Watermelon and cucumber are mostly water but also deliver potassium. Leafy greens, nuts, and seeds are magnesium powerhouses. A glass of cold laban or a bowl of yoghurt offers potassium and protein in the gentlest possible form for a hot day. Dates, a fixture of every Emirati home, bring potassium and a quick, natural lift. And oily fish keeps your omega-3 and B vitamins topped up. Build a few of these into your day and you have covered a remarkable amount of ground before any supplement enters the conversation.
In the heat, consistency beats intensity
Here is the part most people get backwards. When summer fatigue hits, the instinct is to do something dramatic: a mega-dose, a new stack of five products, a grand reset. The body does not work that way. It rewards small, steady, daily habits far more than occasional bursts, a principle we have written about at length.

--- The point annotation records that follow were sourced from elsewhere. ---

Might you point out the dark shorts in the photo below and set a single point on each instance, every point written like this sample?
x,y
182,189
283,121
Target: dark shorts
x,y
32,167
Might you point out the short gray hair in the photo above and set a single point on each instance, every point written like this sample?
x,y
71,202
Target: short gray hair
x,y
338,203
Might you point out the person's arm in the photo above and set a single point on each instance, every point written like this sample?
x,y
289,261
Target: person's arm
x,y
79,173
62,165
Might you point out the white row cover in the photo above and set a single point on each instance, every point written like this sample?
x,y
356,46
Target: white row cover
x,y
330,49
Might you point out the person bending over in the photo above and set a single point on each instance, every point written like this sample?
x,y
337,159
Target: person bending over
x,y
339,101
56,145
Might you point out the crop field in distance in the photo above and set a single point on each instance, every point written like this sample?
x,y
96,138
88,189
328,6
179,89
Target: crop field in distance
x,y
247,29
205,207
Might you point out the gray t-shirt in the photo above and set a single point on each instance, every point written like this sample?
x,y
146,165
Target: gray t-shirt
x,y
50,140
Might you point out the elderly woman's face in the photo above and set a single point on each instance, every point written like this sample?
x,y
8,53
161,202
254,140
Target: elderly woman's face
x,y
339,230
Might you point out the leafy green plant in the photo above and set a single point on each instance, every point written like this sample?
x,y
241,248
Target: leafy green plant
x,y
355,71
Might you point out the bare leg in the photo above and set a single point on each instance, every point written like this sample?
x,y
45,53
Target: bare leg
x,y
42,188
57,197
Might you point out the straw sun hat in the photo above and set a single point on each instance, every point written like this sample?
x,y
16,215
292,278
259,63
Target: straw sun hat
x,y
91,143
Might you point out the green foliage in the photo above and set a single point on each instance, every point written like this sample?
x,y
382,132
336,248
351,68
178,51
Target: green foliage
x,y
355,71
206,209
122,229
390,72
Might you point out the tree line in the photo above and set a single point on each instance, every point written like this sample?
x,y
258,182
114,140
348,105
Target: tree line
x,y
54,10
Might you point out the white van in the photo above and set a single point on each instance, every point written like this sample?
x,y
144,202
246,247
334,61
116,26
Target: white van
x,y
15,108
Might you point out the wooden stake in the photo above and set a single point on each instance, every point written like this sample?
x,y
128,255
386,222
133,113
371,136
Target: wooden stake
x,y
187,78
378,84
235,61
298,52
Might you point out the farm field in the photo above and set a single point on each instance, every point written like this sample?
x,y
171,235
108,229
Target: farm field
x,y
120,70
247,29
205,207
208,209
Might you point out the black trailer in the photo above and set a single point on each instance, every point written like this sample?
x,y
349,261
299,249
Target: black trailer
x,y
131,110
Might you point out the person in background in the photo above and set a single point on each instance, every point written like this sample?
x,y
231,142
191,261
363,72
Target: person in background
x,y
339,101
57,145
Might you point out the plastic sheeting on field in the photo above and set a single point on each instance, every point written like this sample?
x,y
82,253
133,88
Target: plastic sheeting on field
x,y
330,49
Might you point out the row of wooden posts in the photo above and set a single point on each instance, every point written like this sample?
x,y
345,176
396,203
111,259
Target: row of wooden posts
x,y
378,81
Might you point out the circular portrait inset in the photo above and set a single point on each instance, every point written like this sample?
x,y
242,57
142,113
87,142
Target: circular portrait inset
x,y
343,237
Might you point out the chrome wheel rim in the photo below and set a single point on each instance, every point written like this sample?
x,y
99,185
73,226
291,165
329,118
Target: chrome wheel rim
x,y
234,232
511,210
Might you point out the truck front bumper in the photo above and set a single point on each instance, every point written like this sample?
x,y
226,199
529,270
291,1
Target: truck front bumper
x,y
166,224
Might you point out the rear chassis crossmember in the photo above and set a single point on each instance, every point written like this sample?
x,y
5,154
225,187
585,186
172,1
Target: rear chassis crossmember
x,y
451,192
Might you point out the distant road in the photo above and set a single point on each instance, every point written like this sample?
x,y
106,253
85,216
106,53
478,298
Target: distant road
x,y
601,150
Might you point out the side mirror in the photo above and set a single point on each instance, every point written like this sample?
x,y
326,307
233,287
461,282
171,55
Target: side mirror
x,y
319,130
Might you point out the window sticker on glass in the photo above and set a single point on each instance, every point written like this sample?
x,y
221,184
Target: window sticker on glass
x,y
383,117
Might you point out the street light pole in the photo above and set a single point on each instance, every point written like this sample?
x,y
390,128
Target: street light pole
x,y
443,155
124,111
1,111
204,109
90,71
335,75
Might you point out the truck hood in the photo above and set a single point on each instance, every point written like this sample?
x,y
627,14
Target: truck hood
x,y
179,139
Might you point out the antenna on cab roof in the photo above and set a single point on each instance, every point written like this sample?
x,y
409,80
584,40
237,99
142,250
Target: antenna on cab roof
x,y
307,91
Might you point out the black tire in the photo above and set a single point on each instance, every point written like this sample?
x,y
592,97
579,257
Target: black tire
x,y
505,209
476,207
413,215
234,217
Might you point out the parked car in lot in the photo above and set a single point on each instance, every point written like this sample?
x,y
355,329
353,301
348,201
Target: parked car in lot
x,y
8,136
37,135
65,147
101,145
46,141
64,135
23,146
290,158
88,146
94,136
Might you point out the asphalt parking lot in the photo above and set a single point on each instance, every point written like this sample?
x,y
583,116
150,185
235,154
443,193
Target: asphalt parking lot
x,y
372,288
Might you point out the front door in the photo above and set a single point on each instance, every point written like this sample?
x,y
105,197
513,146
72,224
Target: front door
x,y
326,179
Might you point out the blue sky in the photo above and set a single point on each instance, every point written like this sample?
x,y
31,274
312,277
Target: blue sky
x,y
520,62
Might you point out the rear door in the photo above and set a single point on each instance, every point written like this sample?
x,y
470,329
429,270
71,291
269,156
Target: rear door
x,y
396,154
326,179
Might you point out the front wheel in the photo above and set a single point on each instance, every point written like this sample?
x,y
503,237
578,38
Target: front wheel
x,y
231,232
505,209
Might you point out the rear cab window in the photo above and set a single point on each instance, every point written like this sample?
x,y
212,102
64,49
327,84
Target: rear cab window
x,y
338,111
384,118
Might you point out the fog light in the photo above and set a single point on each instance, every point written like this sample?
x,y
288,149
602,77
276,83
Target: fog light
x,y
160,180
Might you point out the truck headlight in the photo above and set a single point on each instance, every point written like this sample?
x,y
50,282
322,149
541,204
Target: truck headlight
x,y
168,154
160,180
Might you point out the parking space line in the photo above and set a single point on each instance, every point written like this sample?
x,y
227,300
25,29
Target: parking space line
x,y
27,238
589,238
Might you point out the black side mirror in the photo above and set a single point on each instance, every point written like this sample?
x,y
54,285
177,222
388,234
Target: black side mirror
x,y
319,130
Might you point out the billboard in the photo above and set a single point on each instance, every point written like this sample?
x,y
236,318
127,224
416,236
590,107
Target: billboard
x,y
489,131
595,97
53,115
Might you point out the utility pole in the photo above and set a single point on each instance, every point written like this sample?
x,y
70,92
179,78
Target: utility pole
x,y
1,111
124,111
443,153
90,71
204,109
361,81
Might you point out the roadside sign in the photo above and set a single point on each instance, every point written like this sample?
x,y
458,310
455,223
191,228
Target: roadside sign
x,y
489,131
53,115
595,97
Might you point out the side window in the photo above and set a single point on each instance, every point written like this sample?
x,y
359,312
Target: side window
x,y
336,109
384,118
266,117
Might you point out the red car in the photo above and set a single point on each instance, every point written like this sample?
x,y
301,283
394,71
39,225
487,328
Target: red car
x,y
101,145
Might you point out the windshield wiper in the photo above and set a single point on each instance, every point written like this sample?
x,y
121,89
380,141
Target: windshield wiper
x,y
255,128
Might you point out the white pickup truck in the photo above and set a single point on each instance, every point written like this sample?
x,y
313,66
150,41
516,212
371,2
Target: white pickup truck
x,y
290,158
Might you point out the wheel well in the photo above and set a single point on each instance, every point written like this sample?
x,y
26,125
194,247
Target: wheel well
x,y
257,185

That is really the whole case for a simple daily foundation of essentials rather than a scattered drawer of bottles. If you would rather not think about it, a single all-in-one daily routine that covers your core vitamins and minerals takes the decision off your plate entirely. The aim is not to chase the heat with heroics. It is to stay quietly topped up while everyone around you wilts.
The takeaway
A Gulf summer asks more of your body than it lets on, even when you spend most of it indoors. You lose minerals through sweat, you eat a little less, and the two together can leave you feeling flat for no obvious reason. The fix is refreshingly unglamorous: eat the cooling, mineral-rich foods the season hands you, keep an eye on magnesium, potassium, and iron, do not assume the sun is handling your vitamin D, and stay consistent rather than dramatic. Do that, and summer becomes a great deal easier to enjoy.